U.S. startup is creating rust-powered batteries, claiming that its low-cost technology can store energy created by renewable solar and wind.

Rusting Batteries May Be Used to Power The Electric Grid of The Future

Form Energy, a U.S. startup, is creating rust-powered batteries, claiming that its low-cost, long-duration technology can store energy created by renewable solar and wind and release it back onto the grid when the sun doesn’t shine and the wind doesn’t blow.

The method is based on oxidation, sometimes known as rusting, an electro-chemical process. When oxygen rusts iron, electrons are transferred that may be used in a circuit in the same way that they can in any battery; positive flowing to negative, wbur.org reports.

To store and release that electric energy, Form Energy has achieved “reversible rusting.”

The business reasoned that there is enough iron in the world and that it is cheap enough, to scale to the enormity of the global problem and keep electric grids, the world’s largest and most sophisticated machinery, functioning on endless, but intermittent, solar and wind energy.

While the answer involves cutting-edge science, it isn’t entirely novel.

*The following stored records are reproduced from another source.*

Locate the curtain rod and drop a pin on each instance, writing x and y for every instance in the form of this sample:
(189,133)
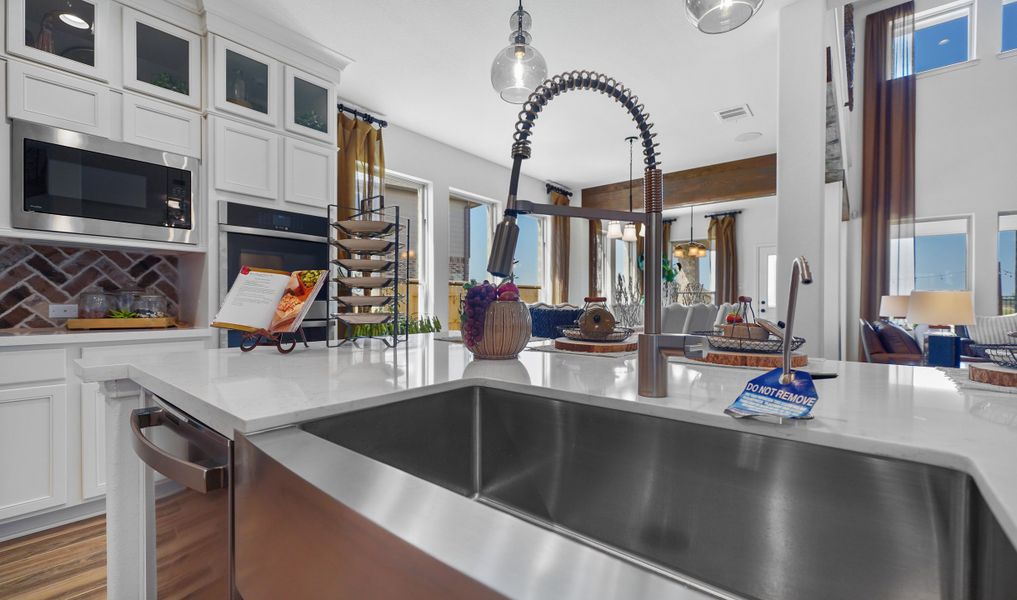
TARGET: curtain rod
(549,187)
(363,116)
(724,214)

It is based on the iron-nickel battery invented by Thomas Edison in 1901. The iron electrode was retained by Form Energy, but the pricey nickel was replaced with low-cost, plentiful, and readily accessible oxygen from air.

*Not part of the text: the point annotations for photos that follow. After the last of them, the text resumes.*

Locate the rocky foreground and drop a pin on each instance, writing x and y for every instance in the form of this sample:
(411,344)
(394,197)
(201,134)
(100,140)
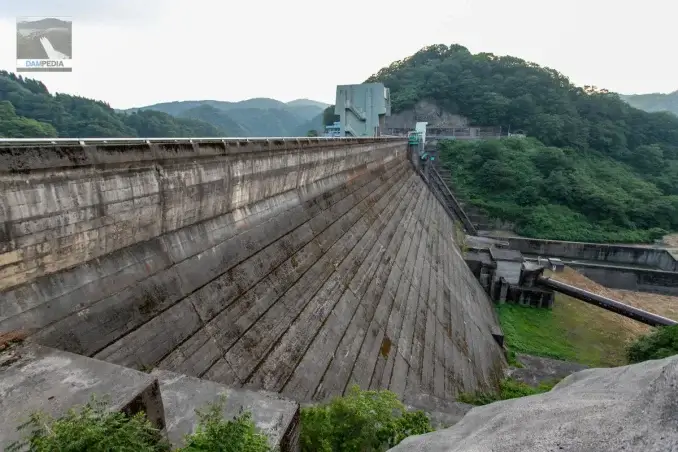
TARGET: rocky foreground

It took a long time to perfect the mix in a battery. NASA and GTE scientists attempted a similar experiment in the 1960s but failed. The study was not worthwhile since there was no demand for grid-scale, energy-storage technologies until large-scale solar and wind projects became available.

Iron-air battery cell prototypes are being tested at Form Energy’s Somerville plant. They started with beaker-sized cells, refined the technique, and are now working with full-size cells linked with sensors that provide a continuous stream of data.

Iron-air battery cells will be sandwiched together to make modules the size of a washing machine when they go into production next year, which can then be assembled to form massive energy storage systems.